I can’t believe how long it had been since I’d been camping, or sleeping outside in some manner. I think I was with Cecily the last time that happened…remember that, girl? It seems so long ago! Consequently, I finally decided it was time to get back out there. Chris and I picked a special weekend (his birthday, which was July 26) and a picturesque place (recommended to me from my supervisor), packed up, and hit the road.
Our destination was the Upper Lewis River in Gifford Pinchot National Forest. We started out by driving up the Columbia River Gorge, where we had incredible views of Mt. Hood and the Columbia River.
Next, we turned north and followed the Wind River up through the national forest. We stopped at the Carson National Fish Hatchery for a quick peek (they were closed for maintenance) and then continued up further into the basin where we had a spectacular view of Mt. St. Helens. This year is the 30th anniversary of the eruption, so it was pretty dang cool seeing pictures of what it looked like before, during and after, and then the view during our trip.

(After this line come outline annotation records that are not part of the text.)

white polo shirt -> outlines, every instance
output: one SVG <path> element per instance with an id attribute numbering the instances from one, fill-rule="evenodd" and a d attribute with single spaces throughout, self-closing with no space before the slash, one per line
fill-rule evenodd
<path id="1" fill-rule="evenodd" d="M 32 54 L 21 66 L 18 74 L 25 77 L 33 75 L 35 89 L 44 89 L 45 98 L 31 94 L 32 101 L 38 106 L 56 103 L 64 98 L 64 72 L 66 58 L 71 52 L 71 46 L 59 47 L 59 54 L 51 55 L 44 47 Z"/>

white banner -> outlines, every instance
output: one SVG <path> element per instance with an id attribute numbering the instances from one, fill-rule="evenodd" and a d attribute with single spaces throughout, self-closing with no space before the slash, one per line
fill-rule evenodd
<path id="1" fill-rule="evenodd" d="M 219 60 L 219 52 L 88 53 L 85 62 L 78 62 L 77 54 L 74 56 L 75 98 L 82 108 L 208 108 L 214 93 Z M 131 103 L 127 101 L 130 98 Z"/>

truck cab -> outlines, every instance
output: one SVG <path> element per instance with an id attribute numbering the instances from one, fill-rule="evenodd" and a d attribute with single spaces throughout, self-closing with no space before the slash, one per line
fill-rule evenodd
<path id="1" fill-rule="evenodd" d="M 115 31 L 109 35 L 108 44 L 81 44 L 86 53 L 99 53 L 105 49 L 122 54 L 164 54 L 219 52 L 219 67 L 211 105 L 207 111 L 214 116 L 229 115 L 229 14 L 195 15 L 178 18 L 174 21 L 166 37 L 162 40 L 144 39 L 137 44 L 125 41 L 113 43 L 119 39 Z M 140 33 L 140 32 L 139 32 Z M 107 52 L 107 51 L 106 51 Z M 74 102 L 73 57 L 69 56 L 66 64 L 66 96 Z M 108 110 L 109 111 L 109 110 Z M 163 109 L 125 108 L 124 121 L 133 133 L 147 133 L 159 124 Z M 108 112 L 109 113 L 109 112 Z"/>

We eventually picked up the Lewis River, which we followed in a general north-east direction. We stopped at Lower Falls, which was spectacular. There were signs all over the place educating people about threatened bull trout, which are in the Lewis River, and happen to be a fish I work with quite a lot in my job. It was really interesting seeing the habitat they live in – that water is cold. Brrrr!!! Anyway, the Lower Falls marks the historic end of the line for salmon returning up to spawning grounds since they couldn’t get up past the waterfall. Native Americans used to fish there when the salmon returned, but fish passage issues and depleted stocks have resulted in the absence of salmon returns there now.

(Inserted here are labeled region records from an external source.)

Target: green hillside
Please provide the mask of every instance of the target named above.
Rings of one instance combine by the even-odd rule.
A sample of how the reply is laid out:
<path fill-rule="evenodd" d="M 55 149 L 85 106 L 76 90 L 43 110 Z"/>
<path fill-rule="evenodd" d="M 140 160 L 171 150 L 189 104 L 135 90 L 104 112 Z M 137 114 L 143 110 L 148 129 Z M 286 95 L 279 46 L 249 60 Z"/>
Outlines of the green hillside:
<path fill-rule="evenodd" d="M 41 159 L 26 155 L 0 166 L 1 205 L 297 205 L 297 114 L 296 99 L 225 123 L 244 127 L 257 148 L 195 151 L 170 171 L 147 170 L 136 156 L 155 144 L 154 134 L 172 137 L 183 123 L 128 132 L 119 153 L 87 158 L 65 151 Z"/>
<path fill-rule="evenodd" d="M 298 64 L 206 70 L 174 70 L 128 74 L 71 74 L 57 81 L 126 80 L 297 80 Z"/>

We continued up the Lewis River, and after driving around for a while we finally found our targeted campground, at Twin Falls. Someone had removed the sign from the main road, so it was difficult to find. I was worried that we wouldn’t get a site (there were only 5 or so), and since the campground was free, I was sure that we’d be out of luck in the middle of camping season. But it was no problem – we got a fantastic site right on the river. Our site was down an embankment so we didn’t hear noise from any of the other campers, who appeared to be a small group of under-aged kids celebrating a birthday (Tankimus Prime, apparently) the best way they knew how – by sitting in lawn chairs in the river, drinking vast quantities of beer, and smoking lots of pot out of a hookah pipe. They were friendly though, and the river was so loud we didn’t really hear much from them.
We cooked up “better with cheddar” pork sausages, drank a bottle of wine (what were we thinking when we bought that ultra-sweet blackberry wine???), and then moved on to s’mores over the camp fire. We slept in my tent, but I don’t think either of us got very much sleep (get your minds out of the gutter people, the ground was really hard and the river was very loud!). The morning light was beautiful on the river, and we were packed up and out of there by 9:30 (the Tankimus Prime group was still passed out).
We skipped over to the White Salmon River (amazing views of Mt. Adams!), following it down through the town of White Salmon, then crossed the Columbia River to Hood River where we had lunch at Big Horse Brewery. Because it was Chris’ birthday, he had two beers and I let him eat most of my corn on the cob!
Our camping trip ended much too quickly, but next time I’m hoping that we’ll get to spend more than one night out in the woods. Chris has proven to be a very worthy camping partner…maybe next time we’ll try a short backpacking trip! In case you didn’t get enough, you can view more pictures by clicking here. I think that Chris had a good birthday weekend – I know I did!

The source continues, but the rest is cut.